I bond people ritengono molto probabile che il mondo vada in recessione nel 2023 e che le principali banche centrali (FED e BCE) raggiungano il picco dei rialzi nella prima parte del nuovo anno per iniziare un nuovo percorso di ribassi nel 2024. In questo contesto è conveniente acquistare obbligazioni anche a lunga scadenza: oggi i rendimenti sono inferiori all’inflazione, ma potrebbero risultare più elevati se l’inflazione dovesse tornare vicino al target del 2%. Che questa sia la tesi più condivisa dagli operatori, lo dimostra l’inversione della curva americana. In America, infatti, i tassi a breve termine sono più alti dei tassi a lunga scadenza, proprio a dimostrazione del fatto che gli operatori si aspettano ulteriori aumenti nel breve a fronte di tassi più bassi più avanti nel tempo.
Quali obbligazioni è meglio comprare?
Nel contesto sopra descritto, molto meglio restare sui titoli più sicuri come i governativi e le obbligazioni investment grade, rinunciando, quindi, per il momento, ai maggiori rendimenti offerti da high yield e paesi emergenti.
Meglio l’acquisto diretto o tramite fondi o ETF?
Se hai disponibilità sufficienti per una buona diversificazione, puoi anche decidere di selezionare direttamente i titoli da mettere in portafoglio. Dovrai acquistare titoli di emittenti diversi e con scadenze diverse. Diversamente, ti suggerisco caldamente di utilizzare i fondi o gli ETF che ti consentono una maggiore diversificazione rispetto all’acquisto fai da te di uno o due titoli.
In conclusione, quindi, meglio le obbligazioni rispetto alle azioni?
Se lo scenario di base sarà quello della recessione, probabilmente sì. Almeno nel breve termine. Quando si inizierà a scontare uno scenario di ripresa economica, sarà meglio alleggerire un po’ le obbligazioni per dare spazio alle azioni.
Ricordati, però, che la storia insegna che le previsioni sono fatte per essere smentite. Un portafoglio che si rispetti non può essere composto solo da obbligazioni, e l’esperienza dell’anno appena trascorso lo dimostra ampiamente. Inoltre, le obbligazioni non sono sexy. C’è chi afferma che diano la stessa emozione che si prova nel guardare asciugare la vernice sui muri…

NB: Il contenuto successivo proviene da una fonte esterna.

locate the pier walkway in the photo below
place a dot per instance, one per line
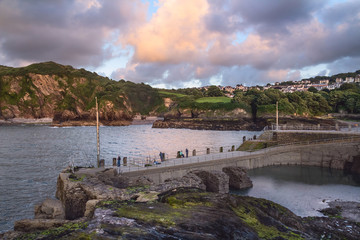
(344, 137)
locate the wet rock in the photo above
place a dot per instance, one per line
(147, 196)
(215, 181)
(238, 178)
(190, 180)
(346, 210)
(50, 209)
(74, 191)
(30, 225)
(90, 208)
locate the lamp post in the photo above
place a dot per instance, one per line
(97, 134)
(277, 115)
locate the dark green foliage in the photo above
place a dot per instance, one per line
(79, 88)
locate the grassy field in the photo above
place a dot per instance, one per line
(172, 94)
(214, 100)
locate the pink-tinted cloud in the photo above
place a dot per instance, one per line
(66, 31)
(185, 40)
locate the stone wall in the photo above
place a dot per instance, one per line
(331, 155)
(293, 136)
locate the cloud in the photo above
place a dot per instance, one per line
(69, 32)
(175, 33)
(184, 42)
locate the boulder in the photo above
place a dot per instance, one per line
(30, 225)
(90, 208)
(75, 190)
(190, 180)
(355, 167)
(50, 209)
(238, 178)
(215, 181)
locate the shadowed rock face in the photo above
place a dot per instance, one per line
(189, 213)
(215, 181)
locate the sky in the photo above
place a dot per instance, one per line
(185, 43)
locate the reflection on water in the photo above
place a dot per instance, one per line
(31, 157)
(302, 189)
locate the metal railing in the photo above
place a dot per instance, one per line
(138, 164)
(351, 127)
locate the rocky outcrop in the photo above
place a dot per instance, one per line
(30, 225)
(50, 209)
(211, 124)
(238, 178)
(188, 213)
(189, 180)
(215, 181)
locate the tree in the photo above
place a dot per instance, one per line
(312, 89)
(214, 91)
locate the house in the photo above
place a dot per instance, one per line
(305, 81)
(339, 80)
(357, 78)
(324, 81)
(318, 86)
(229, 89)
(241, 87)
(349, 79)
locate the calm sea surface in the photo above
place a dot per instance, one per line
(302, 189)
(31, 157)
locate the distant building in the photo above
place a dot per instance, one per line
(324, 81)
(229, 89)
(339, 80)
(241, 87)
(357, 78)
(305, 81)
(318, 86)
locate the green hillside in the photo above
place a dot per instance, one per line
(49, 89)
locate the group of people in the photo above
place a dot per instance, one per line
(181, 154)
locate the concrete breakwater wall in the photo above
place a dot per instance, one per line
(330, 155)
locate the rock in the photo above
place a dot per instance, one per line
(190, 180)
(90, 208)
(75, 190)
(30, 225)
(238, 178)
(72, 196)
(147, 196)
(50, 209)
(355, 167)
(215, 181)
(347, 210)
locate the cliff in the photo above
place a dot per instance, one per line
(104, 205)
(62, 93)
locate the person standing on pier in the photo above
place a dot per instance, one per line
(118, 161)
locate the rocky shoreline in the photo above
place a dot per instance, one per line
(102, 204)
(243, 123)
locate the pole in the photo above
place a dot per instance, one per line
(277, 115)
(97, 133)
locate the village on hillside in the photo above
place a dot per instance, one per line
(290, 87)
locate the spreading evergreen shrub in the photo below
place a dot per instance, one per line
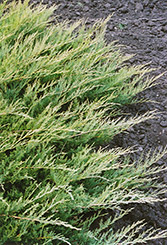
(61, 89)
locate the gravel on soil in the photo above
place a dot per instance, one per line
(140, 25)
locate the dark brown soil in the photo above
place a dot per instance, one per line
(140, 25)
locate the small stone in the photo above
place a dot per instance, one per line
(163, 123)
(140, 148)
(108, 5)
(139, 7)
(164, 28)
(124, 10)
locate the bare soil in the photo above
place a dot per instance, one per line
(140, 25)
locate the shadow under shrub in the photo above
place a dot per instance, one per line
(60, 88)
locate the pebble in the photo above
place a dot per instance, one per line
(163, 123)
(139, 7)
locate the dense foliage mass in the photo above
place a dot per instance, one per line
(61, 87)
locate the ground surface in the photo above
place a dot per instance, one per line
(140, 25)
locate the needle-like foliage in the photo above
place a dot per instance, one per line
(61, 88)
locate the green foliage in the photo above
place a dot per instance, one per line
(61, 87)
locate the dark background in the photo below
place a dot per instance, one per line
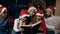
(14, 7)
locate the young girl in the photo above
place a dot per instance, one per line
(4, 21)
(20, 23)
(42, 27)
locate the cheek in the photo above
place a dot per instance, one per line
(39, 17)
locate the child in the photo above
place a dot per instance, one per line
(4, 22)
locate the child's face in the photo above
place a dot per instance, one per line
(39, 17)
(23, 19)
(4, 14)
(32, 12)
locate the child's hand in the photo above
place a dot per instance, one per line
(21, 29)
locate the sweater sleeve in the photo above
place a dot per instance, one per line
(15, 25)
(44, 26)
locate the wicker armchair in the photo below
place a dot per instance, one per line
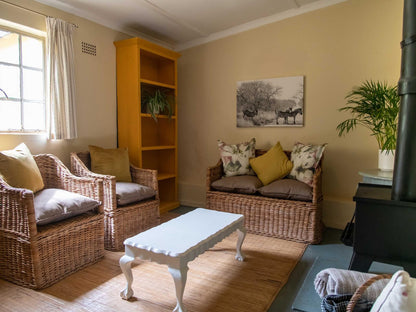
(36, 256)
(122, 222)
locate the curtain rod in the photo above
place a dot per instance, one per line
(33, 11)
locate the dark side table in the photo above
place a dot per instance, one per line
(385, 229)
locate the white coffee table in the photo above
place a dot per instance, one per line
(179, 241)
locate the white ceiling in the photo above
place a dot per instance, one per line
(180, 24)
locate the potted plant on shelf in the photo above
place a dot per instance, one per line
(374, 105)
(158, 102)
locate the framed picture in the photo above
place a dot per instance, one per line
(276, 102)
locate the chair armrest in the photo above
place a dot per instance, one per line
(17, 212)
(147, 177)
(214, 173)
(79, 168)
(56, 175)
(317, 186)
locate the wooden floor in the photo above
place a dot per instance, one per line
(96, 288)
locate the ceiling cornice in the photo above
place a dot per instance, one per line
(258, 23)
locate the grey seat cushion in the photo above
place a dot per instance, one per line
(244, 184)
(287, 189)
(53, 205)
(128, 192)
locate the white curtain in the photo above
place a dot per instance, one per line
(60, 80)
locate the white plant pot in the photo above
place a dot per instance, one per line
(386, 160)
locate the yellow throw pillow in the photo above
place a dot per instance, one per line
(19, 169)
(272, 165)
(111, 161)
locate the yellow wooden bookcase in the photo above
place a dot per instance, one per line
(145, 66)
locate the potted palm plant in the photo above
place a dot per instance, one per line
(374, 105)
(158, 102)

Da un paio di mesi scrivo dell’opportunità di accumulare azioni. Il recupero dei mercati in ottobre e novembre mi ha dato ragione. Ora, meglio evitare di azzardare previsioni su quello che potrà succedere nei prossimi mesi e tornare ai vecchi e sani principi dell’investimento: diversificazione e rispetto dei propri obiettivi d’investimento.
Ricordati che quando si investe si guarda la luna, non il dito. Ovvero non fermarti alla superficialità del momento (il dito) e cerca di andare più in profondità e adottare i comportamenti che generano valore nel tempo (la luna).